The only real problem is that the perfect weapon just does not exist. A small-game rifle isn’t going to serve well as a self-defense weapon, and a main battle rifle isn’t going to be the best squirrel gun.

Each time I read one of these reviews, I can’t help but think back to the true guru of firearms and survival, Mel Tappan. It was in 1979 that he released his book, Survival Guns, and over the years, it became the firearms “bible” for those planning for the worst. The most notable aspect of his book is that there was no single firearm listed as the one and only true survival weapon. He suggested that everyone planning for disaster should have a collection of guns, with each serving a specific purpose.

Mel’s writings have guided me over the years, and I have no plans of telling you that I have discovered the perfect weapon. What I have found is a very suitable rifle for what I would consider a vital piece of your collection: the utility, or everyday, rifle.

The term, “utility,” might make this rifle sound rather mundane, but in my eyes, it is the most important weapon you can purchase.
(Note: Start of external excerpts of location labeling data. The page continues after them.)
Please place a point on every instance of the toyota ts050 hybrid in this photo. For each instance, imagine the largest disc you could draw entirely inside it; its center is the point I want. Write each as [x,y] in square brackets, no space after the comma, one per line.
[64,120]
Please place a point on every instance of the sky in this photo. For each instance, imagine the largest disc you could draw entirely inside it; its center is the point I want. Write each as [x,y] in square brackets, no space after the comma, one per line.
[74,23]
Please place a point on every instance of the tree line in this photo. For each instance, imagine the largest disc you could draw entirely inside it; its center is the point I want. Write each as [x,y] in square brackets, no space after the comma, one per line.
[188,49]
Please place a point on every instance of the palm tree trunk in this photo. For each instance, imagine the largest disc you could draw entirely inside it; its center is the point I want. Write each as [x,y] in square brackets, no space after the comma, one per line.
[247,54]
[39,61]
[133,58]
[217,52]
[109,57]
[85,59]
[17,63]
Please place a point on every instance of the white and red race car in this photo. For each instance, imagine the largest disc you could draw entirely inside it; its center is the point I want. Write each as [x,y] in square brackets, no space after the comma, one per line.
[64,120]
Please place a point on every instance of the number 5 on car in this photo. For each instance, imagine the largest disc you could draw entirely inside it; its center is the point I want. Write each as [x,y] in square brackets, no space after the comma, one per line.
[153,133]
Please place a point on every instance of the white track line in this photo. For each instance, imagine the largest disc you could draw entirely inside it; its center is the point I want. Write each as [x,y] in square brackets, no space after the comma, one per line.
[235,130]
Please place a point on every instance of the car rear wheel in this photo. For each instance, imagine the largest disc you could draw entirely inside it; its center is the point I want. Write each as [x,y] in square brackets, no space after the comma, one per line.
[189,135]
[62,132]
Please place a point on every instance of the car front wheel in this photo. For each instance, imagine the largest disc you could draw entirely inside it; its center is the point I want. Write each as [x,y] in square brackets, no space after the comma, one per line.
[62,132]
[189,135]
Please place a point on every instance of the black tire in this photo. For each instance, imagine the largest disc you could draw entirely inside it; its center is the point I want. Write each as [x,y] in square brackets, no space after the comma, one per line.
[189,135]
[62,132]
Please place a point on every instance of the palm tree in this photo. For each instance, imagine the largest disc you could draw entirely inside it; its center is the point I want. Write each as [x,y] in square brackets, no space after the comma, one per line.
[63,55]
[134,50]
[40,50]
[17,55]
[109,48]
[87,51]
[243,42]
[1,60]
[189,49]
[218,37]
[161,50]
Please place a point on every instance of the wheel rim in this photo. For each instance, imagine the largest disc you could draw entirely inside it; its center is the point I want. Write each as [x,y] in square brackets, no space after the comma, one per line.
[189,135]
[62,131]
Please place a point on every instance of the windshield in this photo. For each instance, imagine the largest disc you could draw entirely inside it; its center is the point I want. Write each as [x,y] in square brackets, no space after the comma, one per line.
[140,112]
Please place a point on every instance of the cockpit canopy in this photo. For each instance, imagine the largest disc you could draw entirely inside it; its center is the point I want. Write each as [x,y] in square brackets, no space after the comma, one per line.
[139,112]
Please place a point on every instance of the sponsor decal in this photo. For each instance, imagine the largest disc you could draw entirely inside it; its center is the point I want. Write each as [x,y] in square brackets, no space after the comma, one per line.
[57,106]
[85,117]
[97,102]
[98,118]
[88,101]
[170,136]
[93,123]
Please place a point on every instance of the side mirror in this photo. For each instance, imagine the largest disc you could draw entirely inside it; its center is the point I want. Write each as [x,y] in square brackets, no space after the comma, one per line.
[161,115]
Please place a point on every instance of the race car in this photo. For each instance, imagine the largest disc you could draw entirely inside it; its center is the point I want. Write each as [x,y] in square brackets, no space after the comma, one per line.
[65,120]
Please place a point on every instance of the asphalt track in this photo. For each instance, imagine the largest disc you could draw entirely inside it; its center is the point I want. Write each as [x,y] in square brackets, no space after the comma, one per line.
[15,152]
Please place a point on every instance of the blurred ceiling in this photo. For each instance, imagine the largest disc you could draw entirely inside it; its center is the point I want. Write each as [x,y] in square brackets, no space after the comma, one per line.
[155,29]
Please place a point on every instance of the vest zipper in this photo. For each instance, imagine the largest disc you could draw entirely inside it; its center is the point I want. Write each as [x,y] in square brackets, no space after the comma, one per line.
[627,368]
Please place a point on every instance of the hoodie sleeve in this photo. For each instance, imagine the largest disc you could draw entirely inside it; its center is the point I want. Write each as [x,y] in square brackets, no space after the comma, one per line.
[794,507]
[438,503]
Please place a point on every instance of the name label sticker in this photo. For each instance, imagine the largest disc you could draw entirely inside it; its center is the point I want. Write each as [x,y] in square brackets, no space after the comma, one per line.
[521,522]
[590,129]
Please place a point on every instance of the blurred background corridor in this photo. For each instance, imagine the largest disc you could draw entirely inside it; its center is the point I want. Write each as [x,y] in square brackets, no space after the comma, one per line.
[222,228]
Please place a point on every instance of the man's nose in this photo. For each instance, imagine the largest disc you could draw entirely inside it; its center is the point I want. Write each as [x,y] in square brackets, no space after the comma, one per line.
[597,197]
It is the go-to rifle for your day-to-day activities and the one weapon you are most likely to have handy when things go wrong.

SURVIVAL CRITERIA

While searching to fill this niche, I was able to disregard several firearms by first creating a set of criteria for what I needed on an everyday basis and then comparing each rifle to these standards. Once I started this logical approach, I soon found myself on a direct path to the AR family of firearms and looking closely at Palmetto State Armory (PSA) of Columbia, South Carolina, and the Palmetto State PA-10 rifle.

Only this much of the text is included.